The veins in the skinny arms stretched above her head showed blue as I burned the rope.

She winced when the flame licked too close.

‘What’s your name?’ I tried to distract her.

‘Anna. Anna March.’ She flinched as I struck a new Lucifer. I knew that name – Tally March was a comic singer at The Carnival.

‘You Tally’s girl?’

She nodded and tears came into her eyes.

‘How long have you been here, Anna?’

‘I . . . I’m not sure. Not long . . . not as long as the others.’ She looked across at Peggy and I saw a tremor go through her.

‘There’s no daylight, see. Just the lamp and he lets that go out sometimes, so we’re left in the dark.’

‘When was he last here?’

Anna shook her head. ‘I don’t know. When he comes to take one of us he gives us all something to drink and then it’s like everything in your head goes wrong. He could have been here a day ago or . . .’

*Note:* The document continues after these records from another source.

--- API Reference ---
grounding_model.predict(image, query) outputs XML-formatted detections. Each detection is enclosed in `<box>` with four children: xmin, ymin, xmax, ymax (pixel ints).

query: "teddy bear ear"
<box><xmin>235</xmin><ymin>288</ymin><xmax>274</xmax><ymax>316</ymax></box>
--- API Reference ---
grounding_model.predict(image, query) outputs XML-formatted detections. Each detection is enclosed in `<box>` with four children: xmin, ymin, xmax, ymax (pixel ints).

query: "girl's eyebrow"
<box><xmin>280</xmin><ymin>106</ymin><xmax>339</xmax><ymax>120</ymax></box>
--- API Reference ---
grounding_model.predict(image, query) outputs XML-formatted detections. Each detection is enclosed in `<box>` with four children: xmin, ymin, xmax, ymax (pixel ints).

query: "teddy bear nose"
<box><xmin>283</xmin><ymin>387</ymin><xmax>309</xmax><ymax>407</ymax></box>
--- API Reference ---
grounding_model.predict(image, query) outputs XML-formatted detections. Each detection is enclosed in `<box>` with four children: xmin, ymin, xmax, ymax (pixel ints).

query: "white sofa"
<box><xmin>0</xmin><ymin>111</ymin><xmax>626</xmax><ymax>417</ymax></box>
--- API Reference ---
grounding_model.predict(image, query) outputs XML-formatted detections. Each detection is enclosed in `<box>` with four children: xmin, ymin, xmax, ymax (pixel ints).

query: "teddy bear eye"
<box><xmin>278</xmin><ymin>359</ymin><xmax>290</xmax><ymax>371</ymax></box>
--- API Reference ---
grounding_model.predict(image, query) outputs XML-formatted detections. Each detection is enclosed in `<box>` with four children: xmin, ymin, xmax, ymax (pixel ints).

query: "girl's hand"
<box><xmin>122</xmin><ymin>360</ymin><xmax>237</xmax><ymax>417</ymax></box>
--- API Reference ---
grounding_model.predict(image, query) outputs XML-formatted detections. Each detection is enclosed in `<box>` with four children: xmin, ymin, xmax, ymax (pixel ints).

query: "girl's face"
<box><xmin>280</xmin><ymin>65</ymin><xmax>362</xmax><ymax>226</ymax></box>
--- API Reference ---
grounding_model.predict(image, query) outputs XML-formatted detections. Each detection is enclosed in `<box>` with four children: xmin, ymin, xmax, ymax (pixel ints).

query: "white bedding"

The rope burned through and Anna fell forward. Like the others she cried aloud as she moved her arms again and the blood came rushing back, but she was more alert.

‘Anna, listen. I need you to help me. We have to get out of here before he comes back, but Peggy’s in a bad way and Pol’s not much better.’

Anna rose stiffly to her feet. She pulled the ripped material of her dress together at the neck, folded her arms around her and rubbed her aching muscles.

‘You’re Kitty Peck, aren’t you? Mum says you’re a wonder. The bravest thing she’s seen.’

‘Most foolish, more like. Do you think you can let Pol lean on you?’

Anna nodded.

‘Peggy.’ I ran over to where she sat against the wall and gripped her hand. ‘We’re getting out. You’ve got to try to stand. Can you do that?’

Peggy pushed herself up from the stones, held my arm and hauled herself up. I felt her grip tighten and I knew she was in agony. I reached down for the oil lamp.

‘Anna, can you take Pol now?’ The pale girl slipped down beside Polly Durkin and whispered. Polly nodded and staggered to her feet. Anna put her arm around her shoulders and looked across at me. ‘Where are we going?’